Sunday, July 25, 2010

the perks of being a field biologist

So my 3 months working at Fort McCoy in Western Wisconsin are now over. I thought I would have more time to blog while I was there, but I guess I will just have to spend some time catching up now! I'm happy to be back at home in Madison but I will look back fondly at my time in the field and of course, look forward to my next time in the field! Even though, yeah, I haven't quite figured out what I will be doing next year yet.

What's so great about working such an unpredictable job where you often end up covered in scratches, sunburn and bug bites?

Let me tell you!

1. Peace and quiet. OK, I worked on military bases twice now so I can tell you it's not always that
quiet or peaceful. But you do get chances to get away from it all. Sometimes there might be some faint gunshots going off in the background, sure. But when you wander through the prairie or deep into the woods, it's just you and nature. You don't have to worry about being bombarded with emails or phone calls, just fresh air and bird songs.

solitude from stephanie on Vimeo.

Peace and quiet at Fort McCoy

2. Free Food. Not always a guarantee of course, but something I definitely benefited from this year. Late June brought tons of plump blueberries and blackberries and they were absolutely

3. Travel. I get to see fun parts of the state/country/world that I normally might bypass as a tourist. For instance, who knew that Sparta, Wisconsin has the largest cemetery for fiberglass
animals (you know the huge ones you see at bizarre roadside attractions in the middle of nowhere!) When else am I going to be able to canoe the Kickapoo river or walk into a mile-long tunnel on the Sparta-Elroy Bike Trail? And did you know there's a park in Texas where you can actually step in real fossilized dinosaur foot prints? Or how about, how would you feel about not just visiting the Amazon rainforest but sharing your accommodations with bats and baby owls, washing your clothes in a tributary of the Amazon river and swimming in lakes filled with caymans and piranhas?

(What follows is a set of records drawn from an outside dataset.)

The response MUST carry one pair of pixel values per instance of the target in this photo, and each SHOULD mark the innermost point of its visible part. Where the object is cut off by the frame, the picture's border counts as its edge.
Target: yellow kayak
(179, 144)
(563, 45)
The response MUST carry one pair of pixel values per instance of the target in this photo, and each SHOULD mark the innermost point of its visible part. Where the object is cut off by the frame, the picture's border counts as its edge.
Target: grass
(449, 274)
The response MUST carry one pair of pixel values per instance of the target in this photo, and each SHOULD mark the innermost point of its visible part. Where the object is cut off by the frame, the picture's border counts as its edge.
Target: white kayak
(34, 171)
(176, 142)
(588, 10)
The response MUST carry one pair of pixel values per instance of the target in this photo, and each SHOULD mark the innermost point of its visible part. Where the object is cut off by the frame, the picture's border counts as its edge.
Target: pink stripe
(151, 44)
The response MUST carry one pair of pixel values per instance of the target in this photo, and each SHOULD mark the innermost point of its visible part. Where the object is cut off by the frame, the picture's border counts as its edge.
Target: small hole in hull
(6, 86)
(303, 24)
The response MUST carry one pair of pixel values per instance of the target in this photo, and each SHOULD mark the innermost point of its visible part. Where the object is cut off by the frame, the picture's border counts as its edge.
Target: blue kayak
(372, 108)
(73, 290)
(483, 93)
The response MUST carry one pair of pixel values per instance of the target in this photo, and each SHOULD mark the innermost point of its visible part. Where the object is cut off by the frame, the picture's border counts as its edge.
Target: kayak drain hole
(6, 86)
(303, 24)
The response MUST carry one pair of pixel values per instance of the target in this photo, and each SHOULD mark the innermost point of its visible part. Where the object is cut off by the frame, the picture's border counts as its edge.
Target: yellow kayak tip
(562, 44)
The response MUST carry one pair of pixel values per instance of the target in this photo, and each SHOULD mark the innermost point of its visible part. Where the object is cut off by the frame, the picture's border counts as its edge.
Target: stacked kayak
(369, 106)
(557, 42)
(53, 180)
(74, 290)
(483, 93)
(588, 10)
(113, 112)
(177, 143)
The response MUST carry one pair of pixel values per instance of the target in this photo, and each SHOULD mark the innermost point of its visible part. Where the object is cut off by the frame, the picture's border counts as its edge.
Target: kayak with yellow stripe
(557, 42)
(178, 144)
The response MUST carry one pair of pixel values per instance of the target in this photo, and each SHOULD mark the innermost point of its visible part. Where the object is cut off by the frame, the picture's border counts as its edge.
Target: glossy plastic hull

Probably the largest bird I have ever posed with, at the Graveyard for Fiberglass Animals in Sparta, WI

An old train tunnel that has been converted as part of the Sparta-Elroy Bike Trail in Wilton, WI

4. A sense of adventure. Sometimes as I was walking through the army base looking for birds and butterflies, it would feel kind of like I was a kid again pretending to be an explorer in my own backyard. Except this time my backyard was much bigger. And the real US Army was following me! Ha, just kidding. There are some stories though that soldiers have accidentally kidnapped wildlife researchers, mistaking them as part of a military exercise! It almost happened to me, but I was able to explain what I was doing and everything was OK. Whew.

Getting lost at McCoy

5. Discovery. You never know when you might discover something new, or at least witness something that not many other people get to see. Fort McCoy happens to be a huge reserve for a Federally Endangered species of butterfly, the Karner Blue. Since there are so many of them there, I had a few moments where one would land on my finger and lick the salt off my skin. Here I am, with this tiny endangered butterfly the size of a thumb nail and it's finding nourishment from my sweat!

Hanging out with a Karner

On another occasion, I sat down to take a picture of this other species of butterfly when I heard some strange squeaking. It turned out three lively and playful badgers were emerging from their den maybe 15 feet away from me. Luckily, I was able to catch it on camera! To give you an idea of how rare it is to see wild badgers during the day, my supervisor has been working all over this same army base for four years and has never seen one. Here's a glimpse:

badgers from stephanie on Vimeo.

Hope you enjoyed a look into the life of a field biologist! More to come later.